The most common use for attributes in the TEI and other SGML schemes is not however to categorise element occurrences in this way, but to identify them. In the TEI scheme, for example, every element is defined to have an ID attribute, which supplies a unique identifier for that particular textual element within the text. This makes possible the encoding of links between individual elements of a text in a simple and economical way. This facility is very commonly used in document preparation systems (such as TeX or Scribe) in order to link cross-references (such as ``see section 3 above'') within a text with the sections of a text to which they refer, when the section number is not known or may be dynamic. In SGML, such a system is completely generalizable. For example, let us suppose that we wish to encode a register of names in which the following passage occurs:
John Smith, baker. Mary Smith, seamstress, wife of the above.In this example we have two <entry>s, each containing a <name> and a <trade>. The second entry however contains an additional clause which states a relationship between it and another element.
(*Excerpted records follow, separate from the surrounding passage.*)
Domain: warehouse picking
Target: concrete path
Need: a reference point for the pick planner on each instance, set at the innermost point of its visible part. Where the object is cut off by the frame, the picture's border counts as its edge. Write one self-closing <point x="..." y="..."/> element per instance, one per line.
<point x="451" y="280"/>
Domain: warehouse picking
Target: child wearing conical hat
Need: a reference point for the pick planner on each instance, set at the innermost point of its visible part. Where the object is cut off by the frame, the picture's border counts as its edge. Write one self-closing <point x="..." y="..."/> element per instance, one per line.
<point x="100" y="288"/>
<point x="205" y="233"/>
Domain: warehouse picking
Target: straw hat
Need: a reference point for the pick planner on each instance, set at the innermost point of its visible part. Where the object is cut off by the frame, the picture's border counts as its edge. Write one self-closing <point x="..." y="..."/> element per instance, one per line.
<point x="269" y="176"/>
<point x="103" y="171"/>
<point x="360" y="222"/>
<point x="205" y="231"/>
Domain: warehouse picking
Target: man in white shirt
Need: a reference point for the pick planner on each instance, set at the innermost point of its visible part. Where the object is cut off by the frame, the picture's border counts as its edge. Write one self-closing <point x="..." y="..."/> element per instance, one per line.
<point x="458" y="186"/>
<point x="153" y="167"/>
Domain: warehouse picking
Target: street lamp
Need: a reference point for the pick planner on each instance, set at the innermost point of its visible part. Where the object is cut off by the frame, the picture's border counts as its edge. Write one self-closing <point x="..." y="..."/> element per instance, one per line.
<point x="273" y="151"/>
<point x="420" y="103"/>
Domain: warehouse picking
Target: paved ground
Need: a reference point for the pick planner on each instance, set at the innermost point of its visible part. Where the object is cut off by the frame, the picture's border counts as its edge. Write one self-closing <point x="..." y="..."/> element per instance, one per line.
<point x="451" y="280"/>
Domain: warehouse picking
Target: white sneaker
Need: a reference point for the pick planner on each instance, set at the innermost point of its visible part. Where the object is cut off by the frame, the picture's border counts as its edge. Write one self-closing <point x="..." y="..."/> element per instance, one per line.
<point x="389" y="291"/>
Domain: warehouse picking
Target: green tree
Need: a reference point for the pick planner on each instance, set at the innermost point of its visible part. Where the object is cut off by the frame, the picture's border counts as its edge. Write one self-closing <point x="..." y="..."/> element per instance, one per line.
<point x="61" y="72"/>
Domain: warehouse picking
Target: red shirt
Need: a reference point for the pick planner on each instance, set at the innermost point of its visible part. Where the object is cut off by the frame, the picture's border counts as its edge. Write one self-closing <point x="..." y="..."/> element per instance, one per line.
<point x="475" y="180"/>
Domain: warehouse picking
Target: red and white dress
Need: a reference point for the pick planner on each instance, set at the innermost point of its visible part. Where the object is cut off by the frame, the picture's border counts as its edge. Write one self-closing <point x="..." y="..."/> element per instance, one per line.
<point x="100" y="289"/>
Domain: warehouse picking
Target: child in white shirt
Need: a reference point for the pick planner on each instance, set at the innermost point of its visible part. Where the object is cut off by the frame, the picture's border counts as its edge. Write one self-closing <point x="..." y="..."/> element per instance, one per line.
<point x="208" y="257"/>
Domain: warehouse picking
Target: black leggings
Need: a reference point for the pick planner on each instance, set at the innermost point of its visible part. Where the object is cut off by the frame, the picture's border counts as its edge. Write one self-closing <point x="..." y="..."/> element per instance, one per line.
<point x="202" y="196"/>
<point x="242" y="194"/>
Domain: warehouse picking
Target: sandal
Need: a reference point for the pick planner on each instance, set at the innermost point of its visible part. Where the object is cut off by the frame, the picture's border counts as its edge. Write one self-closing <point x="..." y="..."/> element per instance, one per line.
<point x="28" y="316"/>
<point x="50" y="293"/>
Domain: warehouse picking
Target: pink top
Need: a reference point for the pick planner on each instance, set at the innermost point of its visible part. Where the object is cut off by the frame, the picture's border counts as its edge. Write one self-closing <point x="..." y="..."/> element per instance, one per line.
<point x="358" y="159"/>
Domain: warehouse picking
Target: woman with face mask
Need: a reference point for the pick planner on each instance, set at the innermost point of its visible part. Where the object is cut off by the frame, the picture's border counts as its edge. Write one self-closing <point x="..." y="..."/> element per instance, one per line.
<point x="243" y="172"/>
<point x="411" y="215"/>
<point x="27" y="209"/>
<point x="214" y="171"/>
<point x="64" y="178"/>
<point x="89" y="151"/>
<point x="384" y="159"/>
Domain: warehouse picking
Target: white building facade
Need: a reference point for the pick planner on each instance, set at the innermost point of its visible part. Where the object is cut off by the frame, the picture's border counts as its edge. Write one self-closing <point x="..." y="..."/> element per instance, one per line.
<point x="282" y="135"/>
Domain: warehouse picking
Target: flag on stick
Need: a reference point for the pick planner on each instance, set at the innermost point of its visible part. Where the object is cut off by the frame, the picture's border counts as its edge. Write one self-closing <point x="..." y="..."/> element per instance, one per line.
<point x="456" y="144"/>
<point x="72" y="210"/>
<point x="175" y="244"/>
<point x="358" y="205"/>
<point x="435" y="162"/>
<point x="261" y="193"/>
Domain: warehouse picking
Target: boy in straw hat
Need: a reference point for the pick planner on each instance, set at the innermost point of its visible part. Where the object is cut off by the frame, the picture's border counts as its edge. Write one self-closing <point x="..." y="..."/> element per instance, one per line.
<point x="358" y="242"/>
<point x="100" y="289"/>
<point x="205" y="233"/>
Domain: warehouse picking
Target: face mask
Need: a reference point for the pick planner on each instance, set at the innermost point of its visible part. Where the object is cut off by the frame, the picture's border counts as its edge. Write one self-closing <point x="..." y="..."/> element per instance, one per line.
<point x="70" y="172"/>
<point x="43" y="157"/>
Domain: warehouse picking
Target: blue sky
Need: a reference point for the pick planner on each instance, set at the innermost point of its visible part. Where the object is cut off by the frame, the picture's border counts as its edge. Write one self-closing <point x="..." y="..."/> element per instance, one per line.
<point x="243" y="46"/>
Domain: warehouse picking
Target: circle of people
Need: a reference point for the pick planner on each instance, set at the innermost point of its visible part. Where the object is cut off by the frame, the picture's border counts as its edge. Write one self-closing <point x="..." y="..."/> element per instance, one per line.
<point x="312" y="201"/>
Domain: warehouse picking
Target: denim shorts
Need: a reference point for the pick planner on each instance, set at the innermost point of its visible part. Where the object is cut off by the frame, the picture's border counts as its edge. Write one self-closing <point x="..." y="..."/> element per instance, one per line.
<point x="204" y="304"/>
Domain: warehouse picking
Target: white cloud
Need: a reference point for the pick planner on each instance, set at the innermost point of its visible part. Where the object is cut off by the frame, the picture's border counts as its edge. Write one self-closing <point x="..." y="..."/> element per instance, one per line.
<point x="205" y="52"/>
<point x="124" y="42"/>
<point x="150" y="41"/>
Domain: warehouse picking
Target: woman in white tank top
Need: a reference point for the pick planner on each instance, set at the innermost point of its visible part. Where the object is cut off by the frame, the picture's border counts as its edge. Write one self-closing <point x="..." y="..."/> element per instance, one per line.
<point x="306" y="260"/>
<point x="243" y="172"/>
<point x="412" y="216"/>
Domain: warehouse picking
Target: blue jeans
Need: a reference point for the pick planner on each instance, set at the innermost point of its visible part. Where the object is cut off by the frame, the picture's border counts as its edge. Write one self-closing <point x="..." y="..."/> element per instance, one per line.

We begin by tagging the elements so far identified: [See note 9]
<register> <entry> <name>John Smith</name> <trade>baker</trade> </entry> <entry> <name>Mary Smith</name> <trade>seamstress</trade> <relation>wife of the above</relation> </entry> ... </register>Clearly ``wife of the above'' is meaningless as a relation unless we have some way of pointing to the entry with which it is linked. Let us assume that the referent of ``the above'' is the whole of John Smith's entry rather than just the name within it; the assumption does not affect the argument. What is needed is some way of identifying that entry uniquely; that identifying number can then be supplied as the target of the relationship. In other words, we need an identifying attribute (call it ``id'') that can be attached to any <entry> and a pointer attribute (call it ``target'') which can be attached to any <relation>. Using these, and inventing an arbitrary value for the identifier, we can encode the link implicit in the above text as follows:
<register> <entry id=E1234> <name>John Smith</name> <trade>baker</trade> </entry> <entry> <name>Mary Smith</name> <trade>seamstress</trade> <relation target=E1234>wife of the above</relation> </entry> ...Here we have allocated the arbitrary name or identifier ``E1234'' to the Baker's entry. By supplying that same identifier as the value for the target attribute associated with the <relation> element of the Seamstress' entry, we assert both the existence of the relationshiop itself, but also its target. This simple solution to a well-known problem has several attractive features, but perhaps the most attractive is that it makes explicit the fact that the target of the relationship is an interpretation brought to bear on the text by the encoder of it, leaving the text itself unchanged. Other attributes (say, ``certainty'' or ``authority'') may also be imagined which might carry additional interpretative information associated with the link.